BOOK REVIEW: TUNING THE HISTORICAL TEMPERAMENTS BY EAR


By Owen Jorgensen
(The Northern Michigan University Press. Marquette, Michigan. 1977. $22.50)
Gerald Corey
Ottawa


Always on the lookout for ideas for better tuning of instruments, played alone or in groups, I was very interested to hear about Mr. Jorgensen's tuning handbook from Patricia Grignet Nott during her lecture demonstration of baroque oboes and bassoons at the 1979 IDRS conference last August.

Owen Jorgensen serves on the faculty of Michigan State University, East Lansing, Michigan, where he teaches piano tuning, tunes the concert pianos and performs temperament recitals. One reviewer, John Dwyer, of the Buffalo, New York Evening News describes Jorgensen as "a kind of piano tuner raised to the rare level of scientist, scholar, and tasteful musician."
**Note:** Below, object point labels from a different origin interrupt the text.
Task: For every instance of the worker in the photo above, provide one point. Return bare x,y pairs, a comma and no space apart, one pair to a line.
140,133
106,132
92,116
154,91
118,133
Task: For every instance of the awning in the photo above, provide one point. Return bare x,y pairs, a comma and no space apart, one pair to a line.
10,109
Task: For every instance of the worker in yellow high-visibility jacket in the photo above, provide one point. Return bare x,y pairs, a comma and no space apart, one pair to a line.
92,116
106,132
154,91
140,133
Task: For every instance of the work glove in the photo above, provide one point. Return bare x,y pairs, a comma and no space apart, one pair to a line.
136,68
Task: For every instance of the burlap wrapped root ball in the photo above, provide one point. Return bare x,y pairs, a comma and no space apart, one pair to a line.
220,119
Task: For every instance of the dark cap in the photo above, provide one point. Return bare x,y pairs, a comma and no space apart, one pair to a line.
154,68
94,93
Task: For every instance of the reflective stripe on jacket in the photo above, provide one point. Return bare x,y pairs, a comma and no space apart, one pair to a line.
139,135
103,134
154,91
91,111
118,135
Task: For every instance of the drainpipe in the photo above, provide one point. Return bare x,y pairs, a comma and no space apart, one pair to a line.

Spending a few hours experimenting with the thousands of ideas presented by Jorgensen in this very complex text bears out both the terms scientist and artist in good balance.

I would recommend that those members of IDRS who teach at music schools and university music departments have their libraries order this excellent book. It will be useful in at least three areas of study: the piano/ keyboard department, the early music program, the tunable orchestral instrumental department.

The 435-page book fully covers the history of tunings used throughout all stages of the development of instrumental music. Jorgensen clearly explains both the reasons for so many different tunings used and their artistic and musical effectiveness. Space in this publication does not permit a full listing of the chapter contents (there are 31 topic headings in Chapter I for example), but a list of the subjects covered in the book's introduction will be useful:

Most of the readers of this newsletter are not keyboard artists (I am sure that some are). But we all play instruments which tune according to one system or another (woodwinds, strings) and we all face myriad problems of "being in tune". If a non-keyboard instrumental musician just reads through Owen Jorgensen's book without using any of the practical instructions to "find out for himself by ear", such a musician will definitely understand the nature of tuning in a different way from before and in a way beneficial to his or her continued performance in solo or ensemble situations.

To underscore my conviction that this book will be of good practical use to all musicians, not only to keyboard performers, I add here the comments of a brilliant musician, Robert Mann, first violinist of the Juilliard String Quartet:

"It is shameful that the majority of performing musicians have not the slightest notion about the serious relationship of tuning and the music created throughout the development of western musical history. Ignorance and misconception is passed on from performer to listener and the profound appreciation of the musical message is diluted. Therefore, the work of Owen Jorgensen is not only fascinating, but vital to the understanding of all music and, in particular, to the music of the past that was conceived in different tunings. I cannot praise his book Tuning the Historical Temperaments by Ear enough and hope that it will be the 'ear-opener' to all musicians as it was to me."